According to the new Douglas Elliman Report, increased sales activity and slowly rising prices have had a positive impact on Miami’s residential real estate market during the second quarter of 2011. The comprehensive report analyzes regional data on condos and single-family homes in Miami-Dade’s coastal communities. The report has also been expanded to include a breakdown of distressed and non-distressed sales, defined as foreclosure and short sales. Douglas Elliman commissioned the report and Miller Samuel, a long-trusted industry source, produced it.
“We’re pleased to note that the Miami non-distressed real estate market is beginning to stabilize after years of decline,” said Vanessa Grout, President and CEO of Douglas Elliman Florida, in a press release. “This has been the most active market since 2006 and there are indications that prices, while mixed, will continue to trend higher in favored areas.”
The South Beach submarket is especially notable with both closed prices and sales up compared to the prior quarter. Sales jumped as prices fell in Miami Beach and Downtown Miami. In North Miami-Dade, prices were mixed while the number of sales saw a dramatic upturn. The number of all-cash buyers account for 78 percent of condo distressed sales, (presumably for investment) while in the non distressed market, all-cash buyers, (mainly looking for second-homes) account for 71 percent of purchases in the high-end condo market.
Non-distressed sales of condos and single-family homes represent a different housing stock, consistently about 35 percent larger in size. Non-distressed prices are up from 6 percent to 9 percent.
Distressed sales represented 54 percent of all sales, and fell from 65 percent of all sales last quarter. This indicates that lenders are not putting all bank-owned properties on the market. Distressed prices are down 8 percent to 14 percent.

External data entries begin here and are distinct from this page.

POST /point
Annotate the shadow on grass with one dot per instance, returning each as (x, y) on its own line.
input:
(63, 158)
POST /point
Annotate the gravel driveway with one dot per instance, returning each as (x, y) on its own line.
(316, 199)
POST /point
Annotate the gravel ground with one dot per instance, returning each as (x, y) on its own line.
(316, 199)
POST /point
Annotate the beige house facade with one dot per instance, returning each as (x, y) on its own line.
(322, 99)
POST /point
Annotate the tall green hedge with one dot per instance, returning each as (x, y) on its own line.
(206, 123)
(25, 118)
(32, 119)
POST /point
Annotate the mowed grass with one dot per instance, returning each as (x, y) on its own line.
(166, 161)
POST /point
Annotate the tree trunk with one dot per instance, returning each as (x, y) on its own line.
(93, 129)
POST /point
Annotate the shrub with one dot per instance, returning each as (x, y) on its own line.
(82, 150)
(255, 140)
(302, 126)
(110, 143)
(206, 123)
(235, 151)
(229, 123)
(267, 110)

According to The New York Times, home sales rose 16 percent from 2010-creating the best spring selling season in Miami since 2007; the article also states that prices are increasing in some cases, with 439 sales of at least $2 million from January through June of the year-a 13 percent increase from 2010.
In addition, according to Condo Vultures, there are now less than 48,000 properties for sale compared to 108,000 in 2008, mid-crisis.